MIP SNP analysis. In order to further refine the phylogenetic topology of closely related strains, we used 1,655 SNPs to genotype 95 genetically and geographically diverse F. tularensis isolates by using a MIP assay. These SNPs represented a subset of the total SNPs discovered among eight F. tularensis whole-genome sequences that were available at the time of MIP SNP discovery. This is one of the first reports of MIP technology applied to pathogens, indicating that this technology is a viable approach for dense SNP genotyping of prokaryotic populations and for the use of WGA templates.
Discovery bias is a major consideration when limited but comprehensive whole-genome sequence discovery is coupled with high-capacity genotyping methods. Whole-genome sequence SNP discovery will discover only SNPs that occur on the evolutionary path between any two compared genomes (26, 36).

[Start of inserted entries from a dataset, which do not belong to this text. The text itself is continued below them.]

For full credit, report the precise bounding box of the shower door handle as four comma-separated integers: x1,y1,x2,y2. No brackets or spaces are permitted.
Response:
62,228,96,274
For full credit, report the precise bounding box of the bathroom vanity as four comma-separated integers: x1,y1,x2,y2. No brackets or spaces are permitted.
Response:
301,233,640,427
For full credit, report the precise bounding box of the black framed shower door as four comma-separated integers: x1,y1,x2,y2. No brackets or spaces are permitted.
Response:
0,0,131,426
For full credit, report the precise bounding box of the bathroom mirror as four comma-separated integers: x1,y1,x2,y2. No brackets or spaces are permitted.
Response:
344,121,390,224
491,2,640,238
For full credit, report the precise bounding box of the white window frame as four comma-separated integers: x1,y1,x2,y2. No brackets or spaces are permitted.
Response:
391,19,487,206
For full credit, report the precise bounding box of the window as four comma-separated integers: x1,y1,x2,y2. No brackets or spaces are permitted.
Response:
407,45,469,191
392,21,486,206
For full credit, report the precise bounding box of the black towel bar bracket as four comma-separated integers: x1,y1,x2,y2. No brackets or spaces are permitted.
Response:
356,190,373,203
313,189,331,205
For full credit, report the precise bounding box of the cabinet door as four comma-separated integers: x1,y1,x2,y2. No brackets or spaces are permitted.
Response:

Hence, our MIP SNP tree, based upon SNPs discovered via pairwise comparisons among eight discovery genomes, represents a combination of 28 linear (pairwise) phylogenies and possesses eight termini (Fig. 3). We also identify 13 intervening nodes (Fig. 3), which group isolates together at the point where they started their own evolutionary pathways. These secondary branches are collapsed because their independent evolutionary history was not captured during the MIP SNP discovery process (Fig. 2 and 3) (26, 36). As expected, the MIP SNP tree topology parallels that of the whole-genome sequence SNP tree seen in Fig. 2, except for branch lengths (Fig. 2 and 3). Branch lengths in Fig. 2 are highly accurate since they are based upon all SNPs discovered among the 13 strains. Because only a subset of the whole-genome SNPs were screened using the MIP assay (Fig. 1), the MIP SNP tree contains inaccurate branch lengths. However, the relative positioning of subclades and overall topology are highly accurate.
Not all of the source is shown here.